ナブが、その薄い黄緑色の体を揺らしながら当たりを見回し、そしてしきりに首をかしげている。それは僕も同じで、この森、なにかがおかしかった。これは、ゲレーンミルワームの時ようのうな些細な違和感だ。
《なんつうか、すっげぇ殺風景だな。冬だからっていうのとも違う……なんだここ? 》
《……そう思います?僕もなんだか変な気が……足跡があるってわけでもないんですけど》
「ジョットさん。なにかわかって? 」
「まだ、なんとも。コウ君が言うように、足跡があるわけじゃ……いや、ありました。でも」
ナブが、一箇所に駆け寄った。足あとを見つけたらしい。でも、様子が変だ。さっきと同じように首をかしげている。それも今度はもっと深くだ。
《ジョットさん。どうしたんですか? 》
「足跡は見つけたんですが……あれ? 」
「言ってみてくださいな。私たちも知恵を回すことができるかもしれません」
「で、では。姫さまにもお伝えしますが……足跡は、ありました。ただ……」
ナヴが、雪の上に指をおいて、線を書き始めた。それはそのままぐるりと一周し、丸を描く。
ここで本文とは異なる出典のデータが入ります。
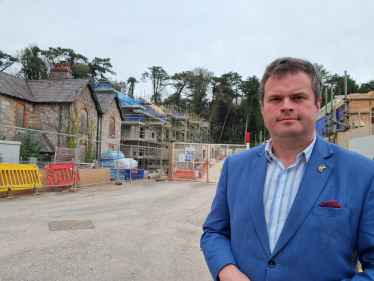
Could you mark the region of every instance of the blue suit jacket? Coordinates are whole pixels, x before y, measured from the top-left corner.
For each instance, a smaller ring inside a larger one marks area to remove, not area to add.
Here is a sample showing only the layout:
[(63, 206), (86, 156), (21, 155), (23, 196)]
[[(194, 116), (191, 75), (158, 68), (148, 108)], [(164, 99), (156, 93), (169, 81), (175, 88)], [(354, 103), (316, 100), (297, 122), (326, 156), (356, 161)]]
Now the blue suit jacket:
[[(231, 263), (251, 281), (374, 280), (374, 161), (317, 137), (273, 253), (263, 205), (267, 162), (264, 145), (225, 161), (201, 238), (213, 278)], [(342, 208), (318, 206), (329, 200)]]

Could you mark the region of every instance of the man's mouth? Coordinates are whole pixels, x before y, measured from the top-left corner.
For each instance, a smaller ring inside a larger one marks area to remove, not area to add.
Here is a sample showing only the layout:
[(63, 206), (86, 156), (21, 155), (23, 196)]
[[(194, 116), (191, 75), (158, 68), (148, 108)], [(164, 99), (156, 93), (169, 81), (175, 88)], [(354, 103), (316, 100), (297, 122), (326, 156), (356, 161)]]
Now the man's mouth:
[(278, 121), (283, 121), (283, 122), (285, 122), (285, 121), (295, 121), (295, 120), (297, 120), (297, 118), (294, 118), (294, 117), (283, 117), (283, 118), (278, 119)]

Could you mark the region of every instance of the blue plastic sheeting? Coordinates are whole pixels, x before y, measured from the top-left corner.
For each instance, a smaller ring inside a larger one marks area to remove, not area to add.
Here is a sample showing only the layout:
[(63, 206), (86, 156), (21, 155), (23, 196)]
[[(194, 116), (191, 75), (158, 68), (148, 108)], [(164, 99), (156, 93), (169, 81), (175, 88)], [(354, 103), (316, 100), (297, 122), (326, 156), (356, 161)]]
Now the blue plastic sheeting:
[(126, 115), (127, 122), (142, 122), (144, 123), (144, 116), (142, 115)]
[[(145, 170), (132, 169), (131, 170), (131, 178), (133, 180), (144, 179), (144, 171)], [(118, 170), (111, 169), (110, 170), (110, 180), (116, 180), (116, 173), (118, 173), (118, 178), (119, 178), (120, 181), (130, 179), (130, 169), (118, 169)]]
[(123, 159), (123, 158), (125, 158), (125, 155), (123, 154), (122, 151), (119, 151), (118, 154), (117, 154), (117, 151), (108, 151), (108, 152), (101, 153), (101, 159), (114, 159), (114, 160), (116, 160), (116, 159)]
[(103, 82), (94, 82), (92, 83), (92, 87), (94, 89), (110, 89), (112, 90), (113, 92), (117, 93), (117, 96), (118, 98), (120, 99), (120, 102), (122, 105), (140, 105), (140, 103), (133, 99), (133, 98), (130, 98), (129, 96), (126, 96), (125, 94), (113, 89), (112, 87), (110, 87), (108, 84), (105, 84)]
[[(339, 107), (337, 110), (336, 110), (336, 120), (340, 120), (340, 119), (343, 119), (344, 118), (344, 111), (345, 111), (345, 108), (344, 108), (344, 105), (342, 105), (341, 107)], [(349, 111), (349, 105), (348, 105), (348, 111)], [(342, 121), (340, 121), (342, 122)], [(342, 122), (344, 123), (344, 122)], [(331, 114), (329, 114), (327, 116), (327, 131), (330, 132), (332, 130), (331, 126)], [(316, 123), (316, 131), (317, 133), (322, 136), (323, 138), (326, 137), (326, 121), (325, 121), (325, 117), (319, 119)], [(336, 129), (344, 129), (344, 126), (342, 125), (335, 125), (336, 126)], [(319, 130), (319, 129), (322, 129), (322, 130)], [(318, 131), (319, 130), (319, 131)]]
その丸は3つ。
「すくなくとも、3種類の別の足あとがあります。ひとつは、キールボア。指の数があっています。ひとつは、キルギルス。これは爪があるのがわかります……そしてもう1つ、これは、ベイラーの足跡です」
「ベイラーの? いえ、というより、キールボアとキルギルスがこの森にいる? 彼等、群をなすような子達でしたっけ? 」
「キールボアは、この時期キルギルスに手の余る位、気性が激しい動物です。普通なら喧嘩するなりなんなりで追い出すんですが、これは本当に珍しい……たまたま2種類が2種類とも冬眠できなかったか。はたまた別の要因か……それに、このベイラーの足あと」
《……なにか特別なベイラーですか? 》
「とても『重い』みたいなんです。僕らの足あとよりだいぶ深い。……それに、足跡そのものが大きい……でっかいベイラーなのかな」
おもむろに、カリンが僕の片足を上げた。足の大きさは、確かに僕より大きく見える。ナヴが、僕の足跡に指を突っ込んだ。目測だが、十分に深さがわかる。人間でいうところの、第一関節。指先もいいとこだ。
《コウのが、こんくらいだろう? で、こいつが……》
その大きな足跡に指を入れる。……第二関節ほどの深さ。たしかに重い。かなり沈んでいる。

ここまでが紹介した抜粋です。